En ce sens, l'acceptation des engagements peut également être lue comme une tentative de « normaliser » le cadre : pour éviter que le MSA ne devienne un champ de bataille permanent entre les besoins de la politique industrielle et la protection de la concurrence. La décision de l'Agcm semble viser une synthèse : permettre la poursuite du développement du réseau – un thème souligné par FiberCop – mais insérer des mesures correctives en matière d'exclusivité, de migrations et de remises pour éviter que l'architecture de l'accord ne produise des avantages non contestables ou un raidissement structurel dans le secteur du commerce de gros.
Lecture d'Intermonte : engagements pour préserver la concurrence et les incitations à l'investissement
Du point de vue des analystes, Intermonte reconstruit linéairement le périmètre des préoccupations initiales et la logique des changements. Dans sa synthèse, le cœur du problème est rappelé : le risque d’effets anticoncurrentielsce qui est possible un frein aux investissements FTTH et la possibilité de contraintes dans la migration des clients du réseau cuivre vers celui fibre. Il s’agit en pratique de la même triade soulignée par l’Agcm au début de l’enquête, mais relue du point de vue du marché : où un accord de gros peut impacter la dynamique concurrentielle, les choix d’investissement et la rapidité de la transition technologique.
Intermonte observe cependant que les engagements présentés par Tim/FiberCop et acceptés par l'Autorité vont dans le sens d'un rééquilibrage : « ils réduisent considérablement la durée de l'exclusivité (en les liant à de nouveaux investissements dans des zones moins développées), modifient le mécanisme de migration pour garantir une plus grande autonomie à Tim et introduisent des corrections sur les remises, dans le but de préserver la concurrence et les incitations à l'investissement ». Ici, il ne s’agit pas seulement de la réduction du temps lui-même, mais aussi du lien entre l’exclusivité et les investissements dans les zones moins développées : une contrainte qui devient, du moins en intention, un levier pour faire progresser la couverture là où la concurrence infrastructurelle est plus faible.

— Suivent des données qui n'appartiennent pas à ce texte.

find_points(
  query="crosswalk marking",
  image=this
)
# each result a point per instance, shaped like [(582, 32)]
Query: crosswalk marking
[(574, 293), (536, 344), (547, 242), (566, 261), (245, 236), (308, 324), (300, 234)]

L'autre élément central est le thème de la migration. Dans un marché qui doit achever la transition du cuivre, la migration n'est pas seulement un processus technique : c'est aussi un levier concurrentiel, car elle détermine sur quel réseau et avec quel opérateur les clients se positionnent dans le nouveau scénario. L'indication de l'Agcm – et la lecture d'Intermonte – convergent sur un principe : une plus grande autonomie décisionnelle pour Tim et réduction de toute ambiguïté sur les mécanismes pouvant « orienter » les choix migratoires. Parallèlement, les mesures correctives sur les remises visent à éviter que le levier des prix de gros n'altère de manière excessive la contestabilité, notamment lorsque d'autres opérateurs doivent pouvoir construire des offres reproductibles.
Pour l’avenir, le résultat de l’enquête pourrait avoir un impact qui va au-delà du seul MSA : il établit un précédent sur la manière dont l’Antitrust entend évaluer, après la séparation, les architectures contractuelles entre les entités qui restent centrales dans la chaîne de valeur TLC. Le message est que la concurrence n’est pas seulement protégée ex post, en termes de parts de marché, mais aussi ex ante, en intervenant sur les « mécanismes » – exclusivités, remises, migrations – qui peuvent façonner la dynamique concurrentielle et le rythme des investissements.